ECLI:NL:HR:2016:2108

Hoge Raad

Datum uitspraak
16 september 2016
Publicatiedatum
15 september 2016
Zaaknummer
16/01110
Instantie
Hoge Raad
Type
Uitspraak
Procedures
  • Cassatie
Rechters
Vindplaatsen
  • Rechtspraak.nl
AI samenvatting door LexboostAutomatisch gegenereerd

Cassatieberoep tegen uitspraak Gerechtshof Arnhem-Leeuwarden inzake onroerendezaakbelastingen

In deze zaak heeft de Hoge Raad op 16 september 2016 uitspraak gedaan in het cassatieberoep van belanghebbende tegen de uitspraak van het Gerechtshof Arnhem-Leeuwarden van 19 januari 2016. Het hoger beroep van belanghebbende was gericht tegen de uitspraak van de Rechtbank Gelderland, die betrekking had op de beschikking op grond van de Wet waardering onroerende zaken en de aanslag in de onroerendezaakbelastingen voor het jaar 2014, specifiek voor de onroerende zaak gelegen aan [a-straat 1] te [Z].

Belanghebbende heeft een klacht ingediend tegen de uitspraak van het Gerechtshof, waarop het college van burgemeester en wethouders van de gemeente Nijmegen een verweerschrift heeft ingediend. De Hoge Raad heeft de klacht beoordeeld en geconcludeerd dat deze niet tot cassatie kan leiden.

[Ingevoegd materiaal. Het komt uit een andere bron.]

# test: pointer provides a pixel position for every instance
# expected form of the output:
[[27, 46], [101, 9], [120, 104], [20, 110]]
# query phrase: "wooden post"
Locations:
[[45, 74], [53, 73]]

Dit werd onderbouwd met verwijzing naar artikel 81, lid 1, van de Wet op de rechterlijke organisatie, waarbij werd gesteld dat de klacht geen nadere motivering behoeft, omdat deze niet leidt tot beantwoording van rechtsvragen die van belang zijn voor de rechtseenheid of de rechtsontwikkeling.

Daarnaast heeft de Hoge Raad geen termen aanwezig geacht voor een veroordeling in de proceskosten. Uiteindelijk heeft de Hoge Raad het beroep in cassatie ongegrond verklaard, waarmee de uitspraak van het Gerechtshof in stand blijft. Deze beslissing is openbaar uitgesproken door de raadsheren in aanwezigheid van de waarnemend griffier.

Uitspraak

16 september 2016
Nr. 16/01110
Arrest
gewezen op het beroep in cassatie van
[X]te
[Z](hierna: belanghebbende) tegen de uitspraak van het
Gerechtshof Arnhem-Leeuwardenvan 19 januari 2016, nr. 15/00106, op het hoger beroep van belanghebbende tegen de uitspraak van de Rechtbank Gelderland (nr. AWB 14/4926) betreffende de beschikking op grond van de Wet waardering onroerende zaken en de aanslag in de onroerendezaakbelastingen voor het jaar 2014 betreffende de onroerende zaak [a-straat 1] te [Z].

1.Geding in cassatie

Belanghebbende heeft tegen ’s Hofs uitspraak beroep in cassatie ingesteld en daarbij een klacht aangevoerd.
Het college van burgemeester en wethouders van de gemeente Nijmegen heeft een verweerschrift ingediend.

2.Beoordeling van de klacht

De klacht kan niet tot cassatie leiden. Dit behoeft, gezien artikel 81, lid 1, van de Wet op de rechterlijke organisatie, geen nadere motivering, nu de klacht niet noopt tot beantwoording van rechtsvragen in het belang van de rechtseenheid of de rechtsontwikkeling.

3.Proceskosten

De Hoge Raad acht geen termen aanwezig voor een veroordeling in de proceskosten.

4.Beslissing

De Hoge Raad verklaart het beroep in cassatie ongegrond.
Dit arrest is gewezen door de raadsheer C. Schaap als voorzitter, en de raadsheren Th. Groeneveld en M.E. van Hilten, in tegenwoordigheid van de waarnemend griffier F. Treuren, en in het openbaar uitgesproken op 16 september 2016.